Let’s see – where I have I heard folks talking about “nullification” before. Could it have been the Tea Party – those folks who pretend to be so outraged when anyone points out that there are often hints of petty racism in their rhetoric? Could it have “dripped” from the lips of some of our own Missouri legislators – Jane Cunningham and Jim Lembke perhaps?
Nullification is a constitutional theory, based on a questionable interpretation of the 10th amendment, that holds that individual states can abrogate federal law; in its most extreme form, it stipulates that states are voluntary participants in the federal union and can withdraw their allegiance as they desire. It formed the theoretical basis for the Confederate secession and should have been laid to rest by the civil war. According to the Constitutional Accountablility Center:
… the tactic was most aggressively advocated for in the 1820s and ’30s by pro-slavery politician John C. Calhoun (who started the short-lived Nullifier Party), extended by the Confederate secessionists in the 1850s and ’60s, and then reinvigorated by segregationists in the 1950s and ’60s.
There you have it – a theory utilized by slaveholders and bigots.
But, you say, aren’t Tea Partiers and their representatives like Cunningham and Lembke using nullification to protest laws like Obamacare that affect all races? Indeed. But isn’t it interesting that the Tea Party grew out of opposition to a mild, centrist health care reform law that would bring millions of uninsured into the health care fold, while helping slow increases in health care costs overall. Didn’t you find the violence of the opposition surprising? Don’t you – at least secretly – suspect that the general rage might have had something to do with the fact that the law in question is the signal achievement of America’s first black president?

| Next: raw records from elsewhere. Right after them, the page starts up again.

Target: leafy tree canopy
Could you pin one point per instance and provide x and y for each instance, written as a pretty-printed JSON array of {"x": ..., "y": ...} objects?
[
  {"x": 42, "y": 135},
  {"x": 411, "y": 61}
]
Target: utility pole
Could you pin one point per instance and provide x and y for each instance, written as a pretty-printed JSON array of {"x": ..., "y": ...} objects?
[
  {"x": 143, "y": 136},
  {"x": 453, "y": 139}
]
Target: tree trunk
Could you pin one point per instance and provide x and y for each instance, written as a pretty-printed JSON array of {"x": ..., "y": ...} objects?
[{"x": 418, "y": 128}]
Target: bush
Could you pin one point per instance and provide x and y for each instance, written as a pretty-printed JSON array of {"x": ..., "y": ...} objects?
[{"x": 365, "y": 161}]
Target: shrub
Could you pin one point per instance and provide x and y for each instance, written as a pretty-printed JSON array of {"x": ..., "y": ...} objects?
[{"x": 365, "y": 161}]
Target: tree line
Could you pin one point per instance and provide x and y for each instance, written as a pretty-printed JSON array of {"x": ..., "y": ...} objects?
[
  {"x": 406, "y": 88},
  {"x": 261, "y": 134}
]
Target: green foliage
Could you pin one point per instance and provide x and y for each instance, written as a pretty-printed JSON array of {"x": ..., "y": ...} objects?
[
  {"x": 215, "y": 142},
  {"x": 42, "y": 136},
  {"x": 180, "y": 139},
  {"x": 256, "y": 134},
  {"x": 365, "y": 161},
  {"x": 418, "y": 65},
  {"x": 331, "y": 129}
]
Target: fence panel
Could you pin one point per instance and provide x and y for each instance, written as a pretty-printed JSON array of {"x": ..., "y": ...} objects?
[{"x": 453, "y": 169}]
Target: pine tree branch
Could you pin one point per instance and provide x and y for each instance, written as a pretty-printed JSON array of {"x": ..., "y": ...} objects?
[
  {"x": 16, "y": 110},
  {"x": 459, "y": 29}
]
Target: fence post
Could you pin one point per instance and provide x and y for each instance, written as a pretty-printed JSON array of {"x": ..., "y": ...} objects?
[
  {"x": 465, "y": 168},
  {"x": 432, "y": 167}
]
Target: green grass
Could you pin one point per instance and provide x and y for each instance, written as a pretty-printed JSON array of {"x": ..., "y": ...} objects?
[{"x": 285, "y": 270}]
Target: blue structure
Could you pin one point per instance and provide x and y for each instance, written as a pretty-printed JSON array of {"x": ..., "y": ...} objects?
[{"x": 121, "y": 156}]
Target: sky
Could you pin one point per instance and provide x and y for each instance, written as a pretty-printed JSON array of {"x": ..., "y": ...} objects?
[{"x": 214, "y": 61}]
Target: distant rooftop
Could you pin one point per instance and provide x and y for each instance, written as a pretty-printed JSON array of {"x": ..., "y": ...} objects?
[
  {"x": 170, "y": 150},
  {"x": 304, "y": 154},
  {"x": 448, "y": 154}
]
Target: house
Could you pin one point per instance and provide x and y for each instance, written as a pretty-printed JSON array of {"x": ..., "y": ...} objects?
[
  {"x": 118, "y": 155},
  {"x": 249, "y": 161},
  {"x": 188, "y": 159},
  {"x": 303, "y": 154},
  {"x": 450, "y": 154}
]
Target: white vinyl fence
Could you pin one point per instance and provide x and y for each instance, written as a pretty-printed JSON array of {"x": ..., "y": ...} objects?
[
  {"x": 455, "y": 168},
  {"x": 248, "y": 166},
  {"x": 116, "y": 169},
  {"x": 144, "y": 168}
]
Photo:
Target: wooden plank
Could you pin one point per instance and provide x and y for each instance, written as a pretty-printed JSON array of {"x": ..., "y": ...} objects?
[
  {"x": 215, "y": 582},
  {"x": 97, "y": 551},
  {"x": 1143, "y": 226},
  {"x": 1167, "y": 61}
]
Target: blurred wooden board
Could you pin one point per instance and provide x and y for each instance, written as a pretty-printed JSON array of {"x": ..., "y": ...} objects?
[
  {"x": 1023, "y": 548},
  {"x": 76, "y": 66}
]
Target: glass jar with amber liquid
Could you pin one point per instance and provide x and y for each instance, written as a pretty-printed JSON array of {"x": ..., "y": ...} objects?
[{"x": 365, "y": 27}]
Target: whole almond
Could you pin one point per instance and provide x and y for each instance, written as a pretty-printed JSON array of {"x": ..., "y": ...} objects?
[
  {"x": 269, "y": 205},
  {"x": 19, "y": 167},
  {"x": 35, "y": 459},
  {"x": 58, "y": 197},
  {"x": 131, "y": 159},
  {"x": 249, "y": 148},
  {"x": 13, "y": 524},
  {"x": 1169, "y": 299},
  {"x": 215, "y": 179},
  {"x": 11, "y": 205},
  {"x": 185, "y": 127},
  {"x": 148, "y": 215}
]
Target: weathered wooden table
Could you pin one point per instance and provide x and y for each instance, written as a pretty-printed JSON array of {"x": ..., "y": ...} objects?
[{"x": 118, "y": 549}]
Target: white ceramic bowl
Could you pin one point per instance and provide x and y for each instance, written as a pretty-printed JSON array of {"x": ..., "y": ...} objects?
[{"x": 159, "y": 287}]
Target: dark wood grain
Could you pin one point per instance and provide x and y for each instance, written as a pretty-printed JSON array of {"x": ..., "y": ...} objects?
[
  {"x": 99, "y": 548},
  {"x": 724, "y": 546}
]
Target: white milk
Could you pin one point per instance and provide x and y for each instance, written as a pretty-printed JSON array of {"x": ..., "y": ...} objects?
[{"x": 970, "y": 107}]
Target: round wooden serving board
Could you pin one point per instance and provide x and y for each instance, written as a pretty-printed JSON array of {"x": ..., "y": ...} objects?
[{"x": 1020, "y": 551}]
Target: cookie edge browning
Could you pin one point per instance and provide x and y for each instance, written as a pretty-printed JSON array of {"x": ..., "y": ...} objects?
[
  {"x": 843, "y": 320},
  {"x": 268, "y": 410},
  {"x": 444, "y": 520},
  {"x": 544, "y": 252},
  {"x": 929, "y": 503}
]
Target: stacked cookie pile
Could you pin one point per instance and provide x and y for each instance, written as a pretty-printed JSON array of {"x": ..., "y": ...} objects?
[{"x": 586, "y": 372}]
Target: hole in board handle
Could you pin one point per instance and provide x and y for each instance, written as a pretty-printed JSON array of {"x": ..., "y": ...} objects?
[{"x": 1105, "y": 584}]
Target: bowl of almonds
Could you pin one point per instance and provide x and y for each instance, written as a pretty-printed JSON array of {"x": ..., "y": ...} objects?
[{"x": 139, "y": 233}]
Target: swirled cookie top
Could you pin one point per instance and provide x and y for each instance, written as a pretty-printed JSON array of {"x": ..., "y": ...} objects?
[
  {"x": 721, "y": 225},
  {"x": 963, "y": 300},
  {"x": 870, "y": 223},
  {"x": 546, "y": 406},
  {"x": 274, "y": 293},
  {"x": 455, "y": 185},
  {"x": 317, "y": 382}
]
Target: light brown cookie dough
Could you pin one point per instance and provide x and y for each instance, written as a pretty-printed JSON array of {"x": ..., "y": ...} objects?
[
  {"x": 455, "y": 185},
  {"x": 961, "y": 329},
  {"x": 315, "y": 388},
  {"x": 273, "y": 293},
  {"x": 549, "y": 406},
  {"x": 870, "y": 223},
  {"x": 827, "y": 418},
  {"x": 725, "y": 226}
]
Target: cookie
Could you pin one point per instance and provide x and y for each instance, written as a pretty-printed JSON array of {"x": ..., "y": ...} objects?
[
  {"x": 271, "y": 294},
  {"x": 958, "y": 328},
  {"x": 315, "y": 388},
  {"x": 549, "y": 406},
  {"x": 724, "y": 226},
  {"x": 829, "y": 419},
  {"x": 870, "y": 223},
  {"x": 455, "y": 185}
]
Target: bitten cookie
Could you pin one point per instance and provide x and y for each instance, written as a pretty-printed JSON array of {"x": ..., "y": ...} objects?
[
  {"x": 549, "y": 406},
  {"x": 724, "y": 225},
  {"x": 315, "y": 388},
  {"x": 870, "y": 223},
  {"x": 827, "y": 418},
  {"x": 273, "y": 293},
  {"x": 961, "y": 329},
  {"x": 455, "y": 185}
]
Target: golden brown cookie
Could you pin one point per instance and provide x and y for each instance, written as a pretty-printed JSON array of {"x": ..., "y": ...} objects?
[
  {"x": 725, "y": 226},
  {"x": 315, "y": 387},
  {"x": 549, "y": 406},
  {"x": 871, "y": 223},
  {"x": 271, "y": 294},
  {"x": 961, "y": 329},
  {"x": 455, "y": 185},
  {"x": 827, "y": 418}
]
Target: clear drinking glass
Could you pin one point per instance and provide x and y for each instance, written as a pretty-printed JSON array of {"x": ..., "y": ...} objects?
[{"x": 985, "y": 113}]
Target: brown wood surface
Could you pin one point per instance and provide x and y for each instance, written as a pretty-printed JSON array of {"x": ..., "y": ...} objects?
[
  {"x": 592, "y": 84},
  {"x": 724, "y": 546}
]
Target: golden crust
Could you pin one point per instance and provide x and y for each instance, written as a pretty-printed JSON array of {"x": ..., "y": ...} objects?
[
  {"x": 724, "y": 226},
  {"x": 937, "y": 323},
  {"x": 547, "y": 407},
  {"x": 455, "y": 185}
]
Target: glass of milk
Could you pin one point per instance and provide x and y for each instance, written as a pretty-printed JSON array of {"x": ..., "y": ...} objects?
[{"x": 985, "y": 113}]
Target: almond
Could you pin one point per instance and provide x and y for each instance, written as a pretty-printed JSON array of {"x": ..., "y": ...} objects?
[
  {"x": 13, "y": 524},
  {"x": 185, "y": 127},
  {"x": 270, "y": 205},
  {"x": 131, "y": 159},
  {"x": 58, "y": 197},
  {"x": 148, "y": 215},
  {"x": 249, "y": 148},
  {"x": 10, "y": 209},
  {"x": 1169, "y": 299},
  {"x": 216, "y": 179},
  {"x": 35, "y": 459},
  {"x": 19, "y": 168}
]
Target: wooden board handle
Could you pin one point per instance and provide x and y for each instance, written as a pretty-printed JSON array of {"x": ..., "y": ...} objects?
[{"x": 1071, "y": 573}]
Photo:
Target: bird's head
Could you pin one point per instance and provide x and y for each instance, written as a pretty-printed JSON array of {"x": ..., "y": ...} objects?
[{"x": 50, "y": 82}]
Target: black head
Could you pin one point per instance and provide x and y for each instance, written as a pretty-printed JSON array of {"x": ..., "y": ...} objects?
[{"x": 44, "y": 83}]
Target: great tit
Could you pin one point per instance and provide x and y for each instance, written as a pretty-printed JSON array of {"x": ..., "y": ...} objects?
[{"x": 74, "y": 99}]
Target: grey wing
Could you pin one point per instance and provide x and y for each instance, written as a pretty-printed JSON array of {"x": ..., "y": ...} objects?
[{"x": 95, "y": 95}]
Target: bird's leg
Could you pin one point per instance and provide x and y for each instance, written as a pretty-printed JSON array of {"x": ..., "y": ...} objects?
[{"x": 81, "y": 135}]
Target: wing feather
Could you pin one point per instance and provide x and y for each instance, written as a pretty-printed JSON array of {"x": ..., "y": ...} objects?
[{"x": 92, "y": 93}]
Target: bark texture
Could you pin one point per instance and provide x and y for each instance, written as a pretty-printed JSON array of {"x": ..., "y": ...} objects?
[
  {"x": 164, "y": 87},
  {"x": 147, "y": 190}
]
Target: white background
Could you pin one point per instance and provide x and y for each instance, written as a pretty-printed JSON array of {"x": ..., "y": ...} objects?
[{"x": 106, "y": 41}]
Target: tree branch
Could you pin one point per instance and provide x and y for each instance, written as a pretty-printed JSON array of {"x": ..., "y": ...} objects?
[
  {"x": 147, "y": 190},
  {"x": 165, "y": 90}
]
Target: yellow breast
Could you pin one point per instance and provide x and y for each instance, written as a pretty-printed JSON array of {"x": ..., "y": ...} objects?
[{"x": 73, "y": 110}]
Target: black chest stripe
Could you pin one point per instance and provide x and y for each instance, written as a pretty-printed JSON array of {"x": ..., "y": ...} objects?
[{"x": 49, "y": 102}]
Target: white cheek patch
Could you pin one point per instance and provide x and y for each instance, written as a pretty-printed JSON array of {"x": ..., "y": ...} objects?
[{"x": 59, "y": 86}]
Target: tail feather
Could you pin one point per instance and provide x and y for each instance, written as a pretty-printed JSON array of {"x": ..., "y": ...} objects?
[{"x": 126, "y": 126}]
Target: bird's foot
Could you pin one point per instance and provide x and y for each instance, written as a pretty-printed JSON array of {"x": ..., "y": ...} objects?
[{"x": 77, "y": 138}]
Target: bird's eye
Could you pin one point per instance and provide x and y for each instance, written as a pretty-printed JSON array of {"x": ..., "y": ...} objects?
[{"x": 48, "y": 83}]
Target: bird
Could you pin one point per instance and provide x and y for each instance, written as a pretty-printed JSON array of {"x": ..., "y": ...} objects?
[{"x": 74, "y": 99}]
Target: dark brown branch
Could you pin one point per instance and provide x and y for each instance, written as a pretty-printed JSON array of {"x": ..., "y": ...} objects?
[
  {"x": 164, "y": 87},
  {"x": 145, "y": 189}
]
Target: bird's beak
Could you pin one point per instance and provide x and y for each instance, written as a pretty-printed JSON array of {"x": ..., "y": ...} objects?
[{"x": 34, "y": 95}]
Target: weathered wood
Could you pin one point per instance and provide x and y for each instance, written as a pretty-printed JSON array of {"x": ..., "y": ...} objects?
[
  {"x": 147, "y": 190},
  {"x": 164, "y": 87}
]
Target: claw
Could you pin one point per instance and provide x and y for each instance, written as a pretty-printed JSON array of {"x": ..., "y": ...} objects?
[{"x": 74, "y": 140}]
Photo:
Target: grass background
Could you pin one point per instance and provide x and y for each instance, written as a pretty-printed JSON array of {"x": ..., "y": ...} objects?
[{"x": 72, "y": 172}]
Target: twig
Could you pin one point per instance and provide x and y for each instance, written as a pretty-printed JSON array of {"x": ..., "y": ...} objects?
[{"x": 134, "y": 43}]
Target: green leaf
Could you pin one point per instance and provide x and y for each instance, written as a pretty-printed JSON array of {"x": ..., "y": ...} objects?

And, of course, there’s the fact that many on the right are convinced that big government programs benefit brown people at the expense of whites. Just a few days ago, in fact, one of the GOP presidential contenders let the cat out of the bag once again. Rick Santorum, speaking on the topic of welfare in Iowa declared that:
I don’t want to make black people’s lives better by giving them somebody else’s money; I want to give them the opportunity to go out and earn the money.
This in spite of the fact that only 9% of food stamp recipients in Iowa are black, or that most welfare recipients in the U.S. are white.
So was Mr. Santorum revealing his own racism, or pandering to what a 2010 survey described as the “racial resentment” of his Tea Party leaning audience? Actually, I ‘m not sure it makes much difference. What the revival of nullification talk tells us, among many other things, is that we still have a way to go before Martin Luther King’s vision of the peaceable kingdom is fully realized.